In a crowded hard drive market, Toshiba‘s Canvio for Mac portable hard drive is remarkable more for its exterior design than its speed. With solid all-around speed, this USB 2.0 drive competes with Iomega‘s eGo (Macworld rated 4 out of 5 mice) and Seagate FreeAgent goFlex Ultra-Portable (Macworld rated 4 out of 5 mice), but does nothing to surpass them.
The Canvio offers 1TB of storage space in a small cigarette-like case. Like many portable drives, it comes in different colours–namely white or silver. A grip extends around the 13.5mm width, and this aesthetic choice, along with the simplistic square art on the box, are the only details differentiating the 6-ounce device from other similarly-styled drives. It’s light, it can fit in your pocket, and it’s only slightly larger than an iPhone.
The drive is formatted out of the box with HFS+. Toshiba offers the NTI Shadow 5 software for customizable synchronization and specific backup–it’s a more robust offering than Time Machine, which is also compatible with the drive. The Canvio also comes with password protection software, 256-bit data encryption, and a three-year warranty.
On our 2GB folder read test, the Canvio was only slightly slower than the Iomega Skin (Macworld rated 4 out of 5 mice) and eGo Blackbelt (Macworld rated 4 out of 5 mice), coming in at 30.8MBps compared to their class-best scores of 31.3MBps. The Canvio was on par with both Iomega portable models in our 2GB folder write test but fell behind the G-Drive Mobile USB (Macworld rated 4 out of 5 mice) and G-Drive Slim’s (Macworld rated 3.5 out of 5 mice) 37.7MBps scores.
The Canvio’s results with our large zip file were similar to its results in our 2GB folder test. In both cases, the drive was more competitive in reading and less competitive in writing. The Canvio’s read score was 32.8MBps, only slightly off the category leader Iomega Skin’s score of 33.3MBps. Unfortunately, the 37MBps write score was one of the slower scores we found in the portable drive category. The AJA tests confirm that the drive is faster on reading than on writing.
The best news for Toshiba and the user is that the Canvio’s low memory Photoshop results were the best we’ve tested, on par with the G-Drive Mobile 500GB and Iomega eGo 1TB. This means that among portable drives, the Toshiba is one of the best to use as a scratch disk. So for audio-visual fans who need performance and portability, the Canvio may be a solid option.

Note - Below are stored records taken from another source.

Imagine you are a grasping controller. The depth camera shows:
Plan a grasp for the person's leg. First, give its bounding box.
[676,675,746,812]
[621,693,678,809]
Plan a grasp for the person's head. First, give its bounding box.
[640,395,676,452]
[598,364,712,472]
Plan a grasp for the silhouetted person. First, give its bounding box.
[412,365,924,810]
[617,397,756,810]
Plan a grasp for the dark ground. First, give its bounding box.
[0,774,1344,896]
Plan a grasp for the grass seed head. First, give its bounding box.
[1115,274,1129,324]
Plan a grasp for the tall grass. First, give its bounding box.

At $.12 per gigabyte, the Toshiba Canvio Plus is actually pretty cheaply priced, making it an attractive alternative to some of the pricier Western Digital, Iomega, and Seagate products.
Macworld’s buying advice
The Toshiba Canvio for Mac offered us mixed results in our performance tests. Its read speeds were competitive and its ability to handle demanding tasks (as proven by our Photoshop test) may give users reason to favor it over similarly priced and speedy drives. While it won’t stand out from the crowd, the dedication to the Mac community and the additional Mac backup software means that every Mac storage fan at least owes Toshiba’s line a look.